Max Planck Institute of Molecular Cell Biology and Genetics, 01307, Dresden, Germany.
Center for Systems Biology Dresden, 01307, Dresden, Germany.
Nat Commun. 2023 Apr 19;14(1):2230. doi: 10.1038/s41467-023-37661-z.
Despite the increasing use of genomic sequencing in clinical practice, the interpretation of rare genetic variants remains challenging even in well-studied disease genes, resulting in many patients with Variants of Uncertain Significance (VUSs). Computational Variant Effect Predictors (VEPs) provide valuable evidence in variant assessment, but they are prone to misclassifying benign variants, contributing to false positives. Here, we develop Deciphering Mutations in Actionable Genes (DeMAG), a supervised classifier for missense variants trained using extensive diagnostic data available in 59 actionable disease genes (American College of Medical Genetics and Genomics Secondary Findings v2.0, ACMG SF v2.0). DeMAG improves performance over existing VEPs by reaching balanced specificity (82%) and sensitivity (94%) on clinical data, and includes a novel epistatic feature, the 'partners score', which leverages evolutionary and structural partnerships of residues. The 'partners score' provides a general framework for modeling epistatic interactions, integrating both clinical and functional information. We provide our tool and predictions for all missense variants in 316 clinically actionable disease genes (demag.org) to facilitate the interpretation of variants and improve clinical decision-making.
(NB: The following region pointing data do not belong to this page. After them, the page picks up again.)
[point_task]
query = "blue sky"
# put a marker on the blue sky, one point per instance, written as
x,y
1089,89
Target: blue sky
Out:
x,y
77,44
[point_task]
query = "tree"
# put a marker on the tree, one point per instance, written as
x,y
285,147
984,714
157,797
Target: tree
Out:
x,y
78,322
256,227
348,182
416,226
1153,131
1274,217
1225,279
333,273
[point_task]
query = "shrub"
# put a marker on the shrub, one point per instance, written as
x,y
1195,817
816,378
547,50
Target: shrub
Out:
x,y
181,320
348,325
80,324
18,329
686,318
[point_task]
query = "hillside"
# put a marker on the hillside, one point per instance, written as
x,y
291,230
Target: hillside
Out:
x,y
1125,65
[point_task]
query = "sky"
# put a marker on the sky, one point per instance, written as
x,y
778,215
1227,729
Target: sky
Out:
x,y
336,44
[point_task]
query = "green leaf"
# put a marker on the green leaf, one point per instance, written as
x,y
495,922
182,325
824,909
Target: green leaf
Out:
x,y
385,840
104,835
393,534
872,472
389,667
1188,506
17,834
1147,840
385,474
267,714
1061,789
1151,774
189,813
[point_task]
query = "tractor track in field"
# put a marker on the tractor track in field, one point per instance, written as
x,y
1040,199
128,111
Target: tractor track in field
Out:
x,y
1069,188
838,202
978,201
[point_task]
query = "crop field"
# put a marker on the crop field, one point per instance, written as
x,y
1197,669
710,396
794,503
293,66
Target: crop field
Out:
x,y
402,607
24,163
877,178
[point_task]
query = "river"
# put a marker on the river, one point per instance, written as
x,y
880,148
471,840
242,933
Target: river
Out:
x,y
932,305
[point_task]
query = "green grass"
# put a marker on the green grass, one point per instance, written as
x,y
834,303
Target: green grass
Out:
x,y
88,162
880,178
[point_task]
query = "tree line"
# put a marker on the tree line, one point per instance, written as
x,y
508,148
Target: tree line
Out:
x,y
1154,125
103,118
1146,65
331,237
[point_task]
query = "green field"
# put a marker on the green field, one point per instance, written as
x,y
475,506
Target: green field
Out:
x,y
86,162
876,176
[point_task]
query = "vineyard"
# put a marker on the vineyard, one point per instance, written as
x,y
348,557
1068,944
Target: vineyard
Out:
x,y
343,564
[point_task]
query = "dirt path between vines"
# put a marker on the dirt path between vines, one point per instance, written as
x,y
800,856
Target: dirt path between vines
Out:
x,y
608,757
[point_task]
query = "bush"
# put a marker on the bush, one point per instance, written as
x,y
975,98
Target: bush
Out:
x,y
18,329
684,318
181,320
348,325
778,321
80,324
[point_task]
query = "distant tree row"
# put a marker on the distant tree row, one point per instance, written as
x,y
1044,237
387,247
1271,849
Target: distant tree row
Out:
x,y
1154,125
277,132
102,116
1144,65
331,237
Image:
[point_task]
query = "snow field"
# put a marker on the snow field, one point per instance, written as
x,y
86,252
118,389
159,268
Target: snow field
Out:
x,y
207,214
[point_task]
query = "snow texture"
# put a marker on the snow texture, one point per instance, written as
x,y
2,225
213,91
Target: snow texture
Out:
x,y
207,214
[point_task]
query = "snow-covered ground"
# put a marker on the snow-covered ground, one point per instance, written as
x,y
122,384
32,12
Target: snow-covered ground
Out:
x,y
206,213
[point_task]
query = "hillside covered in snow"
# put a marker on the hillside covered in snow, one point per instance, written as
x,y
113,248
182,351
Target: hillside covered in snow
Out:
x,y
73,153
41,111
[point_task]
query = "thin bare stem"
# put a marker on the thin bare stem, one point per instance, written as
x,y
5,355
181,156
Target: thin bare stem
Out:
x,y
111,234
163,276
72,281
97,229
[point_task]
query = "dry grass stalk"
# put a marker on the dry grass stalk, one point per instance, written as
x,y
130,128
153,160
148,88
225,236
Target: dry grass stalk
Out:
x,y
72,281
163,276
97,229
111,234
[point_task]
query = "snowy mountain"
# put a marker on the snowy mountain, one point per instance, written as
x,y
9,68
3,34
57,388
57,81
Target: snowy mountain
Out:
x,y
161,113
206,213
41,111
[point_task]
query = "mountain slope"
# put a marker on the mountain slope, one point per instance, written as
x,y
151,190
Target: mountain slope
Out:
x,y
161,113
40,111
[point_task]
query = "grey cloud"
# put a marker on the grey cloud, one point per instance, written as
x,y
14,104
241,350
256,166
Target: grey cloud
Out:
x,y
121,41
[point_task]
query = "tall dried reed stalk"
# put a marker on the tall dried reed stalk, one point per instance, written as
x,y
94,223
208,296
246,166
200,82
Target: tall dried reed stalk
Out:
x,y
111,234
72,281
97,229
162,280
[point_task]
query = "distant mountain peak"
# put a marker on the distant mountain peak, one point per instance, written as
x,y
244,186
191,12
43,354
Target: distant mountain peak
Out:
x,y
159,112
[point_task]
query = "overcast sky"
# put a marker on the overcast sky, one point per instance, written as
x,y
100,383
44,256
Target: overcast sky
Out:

尽管基因组测序在临床实践中的应用越来越广泛,但即使在研究充分的疾病基因中,稀有遗传变异的解读仍然具有挑战性,导致许多患者的变异具有不确定的意义(VUS)。计算变异效应预测器(VEP)在变异评估中提供了有价值的证据,但它们容易将良性变异错误分类,导致假阳性。在这里,我们开发了用于行动基因中的突变解析(DeMAG),这是一种基于监督学习的错义变异分类器,使用了 59 个可操作疾病基因中的广泛诊断数据进行训练(美国医学遗传学和基因组学学院的次要发现 v2.0,ACMG SF v2.0)。DeMAG 通过在临床数据上达到平衡的特异性(82%)和敏感性(94%),优于现有的 VEP,并且包括一个新的上位特征,即“伙伴得分”,该特征利用了残基的进化和结构伙伴关系。“伙伴得分”为建模上位相互作用提供了一个通用框架,整合了临床和功能信息。我们为 316 个具有临床可操作性的疾病基因中的所有错义变异提供了我们的工具和预测结果(demag.org),以促进变异的解释和改善临床决策。